Oregon Bans MedMJ Patients as Day Care Providers
The Early Learning Council for the State of Oregon has unanimously passed a temporary rule banning owners and operators of day care facilities from holding medical marijuana registry cards, a status they must now report on their day care license applications.
The move comes after a request from Gov. John Kitzhaber following a July report in The Oregonian about Alphabet Learning Academy in Salem. A cable TV installer detected marijuana smoke in an office separate from the home where the day care is operated and reported it to authorities. The home owner, Charity Araujo, operated the day care there until voluntarily surrendering her license and turning over operation of the day care to her daughter, Moriah Jaeger, earlier this year. Four of the five employees who live and work at the home are medical marijuana cardholders.
Araujo had disclosed her status as a medical marijuana patient to the Early Learning Council. In a letter dated May 15 and signed by state compliance specialist Kristy Mitchell, the council accepted the use of medical marijuana by day care employees, provided it was not used around the children, that no kids would be exposed to second-hand smoke, that marijuana and paraphernalia were kept locked up, and a second non-medicated adult is present to supervise children. The agreement also specified that the status of the day care licensee as a medical marijuana patient and the agreement itself would be kept private unless otherwise directed by the Oregon Attorney General.
Araujo explained that she and the other employees never used marijuana while on shift, and when she uses marijuana, it is in an enclosed tent in the yard when the children aren’t present. “We don’t have anyone medicated (who) is responsible for the children,” Araujo told The Oregonian.

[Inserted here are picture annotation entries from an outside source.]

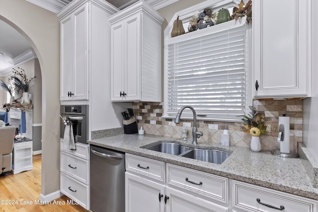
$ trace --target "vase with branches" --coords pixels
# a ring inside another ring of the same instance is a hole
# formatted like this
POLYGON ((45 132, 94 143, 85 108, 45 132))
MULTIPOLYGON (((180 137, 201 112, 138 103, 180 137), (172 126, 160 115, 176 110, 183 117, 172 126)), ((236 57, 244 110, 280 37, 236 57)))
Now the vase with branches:
POLYGON ((10 77, 9 80, 17 94, 22 97, 23 93, 29 91, 30 83, 35 78, 35 76, 28 79, 23 69, 19 67, 17 68, 18 70, 14 68, 12 69, 14 75, 10 77))

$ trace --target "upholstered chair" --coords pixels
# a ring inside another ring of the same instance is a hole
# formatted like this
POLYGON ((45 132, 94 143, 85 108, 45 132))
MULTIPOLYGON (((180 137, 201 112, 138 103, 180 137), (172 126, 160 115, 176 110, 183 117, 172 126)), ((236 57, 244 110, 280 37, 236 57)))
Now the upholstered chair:
POLYGON ((11 171, 14 126, 0 127, 0 174, 11 171))

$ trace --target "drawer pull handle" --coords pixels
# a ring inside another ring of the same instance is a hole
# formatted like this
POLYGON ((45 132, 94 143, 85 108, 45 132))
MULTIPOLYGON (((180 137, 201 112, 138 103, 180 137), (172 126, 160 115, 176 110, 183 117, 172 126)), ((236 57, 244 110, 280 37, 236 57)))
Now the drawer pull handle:
POLYGON ((73 192, 76 192, 76 190, 74 191, 74 190, 73 190, 71 188, 71 186, 70 186, 68 188, 69 189, 70 189, 71 191, 73 191, 73 192))
POLYGON ((280 211, 283 211, 284 209, 285 209, 285 207, 283 206, 280 206, 280 208, 276 208, 274 206, 271 206, 270 205, 268 205, 268 204, 266 204, 265 203, 262 203, 260 202, 260 200, 258 198, 256 199, 256 201, 257 201, 257 203, 259 203, 261 205, 262 205, 263 206, 265 206, 266 207, 267 207, 268 208, 270 208, 271 209, 276 209, 277 210, 280 210, 280 211))
POLYGON ((72 166, 71 166, 71 164, 69 164, 69 167, 70 168, 72 168, 72 169, 76 169, 76 167, 74 167, 72 166))
POLYGON ((161 198, 162 198, 162 197, 163 197, 163 195, 161 194, 160 192, 159 192, 159 203, 161 202, 161 198))
POLYGON ((185 178, 185 181, 187 181, 187 182, 189 182, 189 183, 192 183, 192 184, 194 184, 194 185, 202 185, 202 182, 200 182, 200 183, 195 183, 195 182, 193 182, 193 181, 190 181, 190 180, 189 180, 188 179, 188 178, 187 178, 187 177, 186 177, 186 178, 185 178))
POLYGON ((142 169, 148 169, 149 168, 149 166, 147 166, 147 167, 145 168, 141 166, 140 164, 137 165, 137 166, 139 167, 139 168, 141 168, 142 169))

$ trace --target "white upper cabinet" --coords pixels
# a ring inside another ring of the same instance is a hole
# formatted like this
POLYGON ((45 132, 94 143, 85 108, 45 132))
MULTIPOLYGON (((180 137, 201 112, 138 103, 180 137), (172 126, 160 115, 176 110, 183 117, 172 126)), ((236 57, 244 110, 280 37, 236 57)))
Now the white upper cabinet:
POLYGON ((95 90, 104 92, 104 84, 95 82, 92 85, 91 80, 107 71, 110 57, 108 17, 118 11, 106 1, 74 0, 58 14, 61 19, 61 101, 88 100, 89 89, 91 92, 98 86, 95 90))
POLYGON ((87 6, 61 21, 61 100, 88 99, 87 6))
POLYGON ((163 18, 140 1, 109 20, 111 101, 160 102, 163 18))
POLYGON ((310 97, 311 18, 310 0, 253 1, 254 98, 310 97))

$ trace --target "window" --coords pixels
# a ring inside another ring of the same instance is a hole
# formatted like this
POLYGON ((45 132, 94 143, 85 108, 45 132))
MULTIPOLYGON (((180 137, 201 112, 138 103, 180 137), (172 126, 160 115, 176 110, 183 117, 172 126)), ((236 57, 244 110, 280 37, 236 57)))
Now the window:
POLYGON ((245 23, 230 21, 165 41, 165 118, 184 105, 193 107, 199 119, 234 121, 245 114, 245 23))

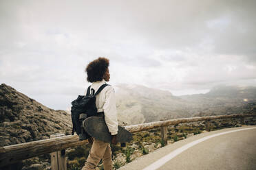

Since the media coverage of the Salem day care complaint hit, the state combed through the records of 4,340 licensed child care providers, finding that just nine had volunteered that they employed any medical marijuana cardholders, according to The Statesman-Journal in Salem. Just five day care providers are owned by medical marijuana cardholders, including Alphabet Learning Academy. The other four day cares received a surprise inspection last month and all four passed with flying colors according to state officials. One day care owner who uses marijuana to treat fibromyalgia complained about being forced to disclose her personal medical information, adding that she only medicates after hours when the children are gone. Another owner explained she only uses a cannabis salve and doesn’t smoke marijuana at all.
These new rules not only ban home day care operators from being medical marijuana patients, they ban any marijuana on the premises. This effectively means that not only are patients barred from owning and operating a day care, they and even their family members can’t use medical marijuana in their own home even after-hours or weekends when the children are away. However, home day care providers are still allowed to keep alcohol on the premises, so long as they follow safety precautions like keeping it out of kids’ reach.
The hypocrisy of the council’s move was not lost on state medical marijuana advocates. “You don’t make these kind of requirements for people that are using Vicodin,” Anthony Taylor with Compassionate Oregon told ABC News. “You don’t make these kinds of requirements for people who are using methadone.”